On Sharpness, ISO and Shutter Speed

Started Nov 29, 2013 | Discussions thread
OP Jack Hogan Veteran Member • Posts: 6,858
Re: Quite a lot of problem parameters...

The_Suede wrote:

A mechanical resonance in a complex system is quite complex.

The problems with most sensor-stabilized systems are well known, and there's even been some formal attempts at quantifying them. Falk Lumo, also present here on DPR, among others have some material in the public domain concerning mirror and shutter vibration effect on image sharpness.

Recent cameras (modern constructions) have very low mirror-slap impact on sharpness, but stronger shutter-induced vibrations.

Since it's a damped resonance, you have a fast motion peak buildup and a slightly damped motion fade-out.

Some things that has an effect on this vibration displacement maximum in time is:

  • Lens>body system resonance (when hand-held)
  • Body flexibility between tripod plate and sensor-cage and lens mount (on tripod)
  • Sensor mount compliance/damping (for sensor-stabilized cameras)

Then different combinations of lens weight, mount-point (lens collar or camera), lens mount stability and so on further modulate the effect.

In general you have a vibration movement maxima coinciding with a point about 20-50ms after the first curtain hits the end stop. This means that the maximum vertical vibration effect is visible in exposures between 1/160s and up to 1/80s. As you get longer exposure times, the very short peak in vibration has less effect on the overall light throughput.

When the exposure is 2x longer than the time that fully encloses the full vibration peak (1/80-1/100s?) you have half of the exposure in almost stationary mode, also halving the shake PSF effect. At 1/20-1/25s you have pushed the shutter vibration two full stops down in effect, leaving just a slight lowering in MTF, and almost certainly no visible effect.

At 1/200s you're left with an effect that's equally strong, but only visible in the top half of the image..

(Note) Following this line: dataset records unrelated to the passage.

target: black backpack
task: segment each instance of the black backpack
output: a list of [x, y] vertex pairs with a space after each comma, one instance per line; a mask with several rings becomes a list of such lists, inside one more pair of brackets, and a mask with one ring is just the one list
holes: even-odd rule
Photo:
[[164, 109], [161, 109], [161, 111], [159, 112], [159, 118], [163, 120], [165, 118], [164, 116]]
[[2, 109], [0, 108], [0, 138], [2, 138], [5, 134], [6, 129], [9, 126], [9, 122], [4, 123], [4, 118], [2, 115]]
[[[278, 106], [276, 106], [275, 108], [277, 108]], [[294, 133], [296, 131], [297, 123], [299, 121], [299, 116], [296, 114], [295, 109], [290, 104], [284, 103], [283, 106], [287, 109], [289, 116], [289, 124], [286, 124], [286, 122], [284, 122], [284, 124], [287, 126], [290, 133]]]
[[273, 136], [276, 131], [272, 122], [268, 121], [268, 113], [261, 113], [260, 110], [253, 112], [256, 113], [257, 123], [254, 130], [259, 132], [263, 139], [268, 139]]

On DSLR-type cameras with no sensor-stabilization, the highest amount of shutter-induced shake you get is typically when you shoot with longer lenses mounted to a tripod via the lens-collar foot.


Excellent, thanks.

Any additional thoughts on the large difference between the vertical and horizontal MTF50 slanted edge readings of the A7/D610?  Do you think that's real or is it instead a figment of measurement?  If the former, should we be choosing capture orientation for those cameras according to the detail in the scene that we would like to maximize?  If the latter, what can be done to minimize it?